Arnoud Meijberg, responsable de l'initiative Farm Africa, une ONG basée au Royaume-Uni, affirme qu'en raison de la croissance rapide de la population, les masses d'eau naturelles ne peuvent plus produire suffisamment de poissons pour satisfaire la demande croissante du marché.

“Si les agriculteurs ont de bons alevins, mais des aliments de mauvaise qualité et de mauvaises compétences en affaires, ils ne peuvent qu'échouer dans la production aquacole.”

Arnoud Meijberg
Farm Africa

 
"Cela aidera à la sécurité alimentaire et générera des revenus pour les agriculteurs s'ils le font de la bonne manière", a-t-il déclaré lors d'une interview avec SciDev.Net.
 
Grâce au programme, les petits agriculteurs apprennent à construire de bons étangs de poissons, à identifier les alevins de qualité pour le stockage, utiliser des aliments de qualité pour une production améliorée et évaluer les prix de leurs produits agricoles.
 
"Si les agriculteurs ont de bons alevins, mais des aliments de qualité inférieure et de mauvaises compétences en affaires, ils ne peuvent qu'échouer dans la production aquacole et de subir des pertes", explique Arnoud Meijberg.
 
Le programme de quatre ans, financé par Farm Africa, a débuté en 2016 et vise à aider au moins 1 100 pisciculteurs à gérer leurs entreprises. Il a déjà permis de former plus de 1 000 pisciculteurs au Kenya tout en touchant environ 8 000 personnes indirectement à travers des campagnes dans les médias, des foires agricoles et des symposiums sur l'aquaculture.
 
Des plans sont en cours d'élaboration pour élargir l'initiative à d'autres pays d'Afrique de l'Est, comme l'Éthiopie, la Tanzanie et l'Ouganda.
 
"Je connais maintenant les bonnes quantités et les types d'alimentation que je dois donner à mon poisson", explique David Omuruli, qui compte six bassins de poissons et bénéficie des séances de formation. "Je suis également devenu bon dans la tenue de comptes, ce qui me permet de suivre toutes mes dépenses et d'éviter des gaspillages inutiles".
 
David Omoruli communique maintenant les connaissances à d'autres pisciculteurs.
 
Pour sa part, Samuel Kariuki, directeur du Centre de recherche en microbiologie de l'Institut de recherche médicale du Kenya, affirme que les pratiques non-hygiéniques et les conditions de congestion dans les étangs contribuent généralement à la mauvaise utilisation des antibiotiques pour la prévention des maladies et la promotion de la croissance dans l'aquaculture. 
 
Il note que cela a conduit au développement de bactéries résistantes aux médicaments, un problème de santé mondiale, qui a rendu les maladies infectieuses courantes difficiles et coûteuses à gérer.
 
"Nous ne pouvons pas nous éloigner des systèmes agricoles intensifs car ils contribuent à répondre à la demande d'une population en pleine croissance. Mais nous devons veiller à ce que, lorsque les agriculteurs les adoptent, ils apprennent de bonnes pratiques de gestion qui empêcheront l'utilisation inutile d'antibiotiques ".
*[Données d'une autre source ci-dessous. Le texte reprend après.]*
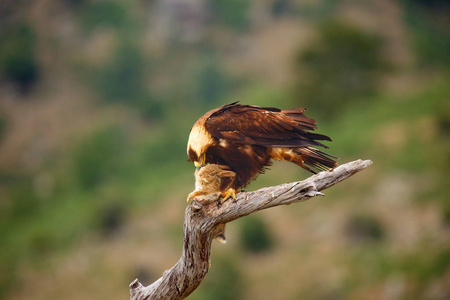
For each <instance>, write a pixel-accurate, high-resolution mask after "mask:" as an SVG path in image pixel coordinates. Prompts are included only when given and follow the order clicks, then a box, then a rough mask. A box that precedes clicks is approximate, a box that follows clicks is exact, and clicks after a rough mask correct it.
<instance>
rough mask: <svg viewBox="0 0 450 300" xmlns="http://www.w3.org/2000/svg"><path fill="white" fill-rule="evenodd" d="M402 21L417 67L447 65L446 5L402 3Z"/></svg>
mask: <svg viewBox="0 0 450 300" xmlns="http://www.w3.org/2000/svg"><path fill="white" fill-rule="evenodd" d="M402 2H403V3H404V5H403V7H404V8H405V12H406V14H405V19H406V22H407V24H408V25H409V26H410V28H411V29H412V32H413V42H414V46H415V48H416V49H417V54H418V56H419V61H420V64H421V65H424V66H427V65H428V66H429V65H434V66H437V67H440V66H442V64H443V65H447V66H448V65H449V64H450V51H449V49H450V19H449V17H448V16H449V14H450V2H449V1H445V0H431V1H421V0H403V1H402Z"/></svg>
Humphrey Mbugua, directeur de l'Association kenyane des fabricants d'aliments pour bétail, ajoute que les gouvernements doivent réglementer de manière adéquate le secteur de l'alimentation animale, afin d'empêcher les entreprises peu scrupuleuses de vendre des aliments contaminés aux antibiotiques à des agriculteurs sans défense.